Zugleich haben wir in den vergangenen Jahren mehrere extreme Trockenphasen erlebt, die uns einen Vorgeschmack auf die Folgen der Klimaerhitzung geben. Die Sohlerosion verschärft das Problem noch, denn der Fluss fließt bis zu zwei Meter durch die Landschaft und erreicht immer seltener die Aue. Das Wasser fehlt also nicht nur von oben, sondern auch von unten.

Fragen:

Würden Sie unterstützen, dass der Schaden, der durch die Sohlerosion entstanden ist, wieder korrigiert wird und die Tiefenerosion gestoppt und umgekehrt wird, wie es das Gesamtkonzept Elbe andenkt?

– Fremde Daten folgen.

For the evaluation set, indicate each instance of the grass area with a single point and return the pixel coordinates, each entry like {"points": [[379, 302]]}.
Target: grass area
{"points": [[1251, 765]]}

Wie gedenken Sie die ökologischen Ziele des Gesamtkonzept Elbe in Sachsen umzusetzen? Wie den „flächendeckender günstiger Erhaltungszustand aller fluss- und auentypischen Lebensraumtypen und Arten mit Herbeiführung eines möglichst naturnahen Zustands des Flusssystems“ oder die „Herbeiführung eines möglichst naturnahen Zustands des Flusssystems im Sinne der Nationalen Biodiversitätsstrategie“?

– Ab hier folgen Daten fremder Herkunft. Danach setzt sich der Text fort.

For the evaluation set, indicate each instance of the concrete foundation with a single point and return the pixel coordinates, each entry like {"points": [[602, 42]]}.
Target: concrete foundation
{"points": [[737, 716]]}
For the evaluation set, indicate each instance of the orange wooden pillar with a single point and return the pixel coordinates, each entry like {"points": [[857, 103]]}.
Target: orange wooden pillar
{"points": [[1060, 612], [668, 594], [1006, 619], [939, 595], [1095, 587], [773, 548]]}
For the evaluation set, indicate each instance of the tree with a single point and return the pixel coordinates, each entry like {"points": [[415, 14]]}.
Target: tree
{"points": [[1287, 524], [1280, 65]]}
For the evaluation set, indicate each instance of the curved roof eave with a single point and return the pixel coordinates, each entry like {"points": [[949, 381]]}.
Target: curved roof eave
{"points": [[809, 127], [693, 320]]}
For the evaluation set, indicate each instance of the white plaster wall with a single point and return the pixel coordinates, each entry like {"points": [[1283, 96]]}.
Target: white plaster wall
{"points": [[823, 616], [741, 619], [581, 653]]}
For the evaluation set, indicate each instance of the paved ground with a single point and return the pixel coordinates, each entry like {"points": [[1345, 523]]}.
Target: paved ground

Die staatlichen Häfen der Sächsischen Binnenhäfen Oberelbe (SBO) verschlingen seit Jahren Millionen Euro an Steuermitteln ohne dass eine positive Tendenz zu erkennen ist. Der Sächsische Rechnungshof rügte die Steuerverschwendung der SBO und forderte einen weiteren Ausbaustop.  Die Häfen Mühlberg und Torgau wurden komplett saniert und werden überhaupt nicht genutzt. Der Hafen in Riesa liegt in denkbar ungünstiger Lage direkt neben Wohnbebauungen und in unmittelbarer Nähe zu Naturschutzgebieten. Der Umschlag auf Schiffe nimmt seit Jahren ab und befindet sich bei einem Tiefpunkt von nur noch 4%. Der gesamte Transport findet über LKW und Bahn mit direkten Folgen durch den Verkehr für die Anwohner statt. Dieser soll nun um das 2.5-fache gesteigert werden und zusätzlich an Wochenenden und im Nachtbetrieb stattfinden.

Würden sie sich um Alternative Standorte für den Ausbau des Bahntransportes direkt an vorhandenen Bahnstrecken einsetzen, um so die Belastungen für Natur und Mensch am Standort Riesa zu verbessern?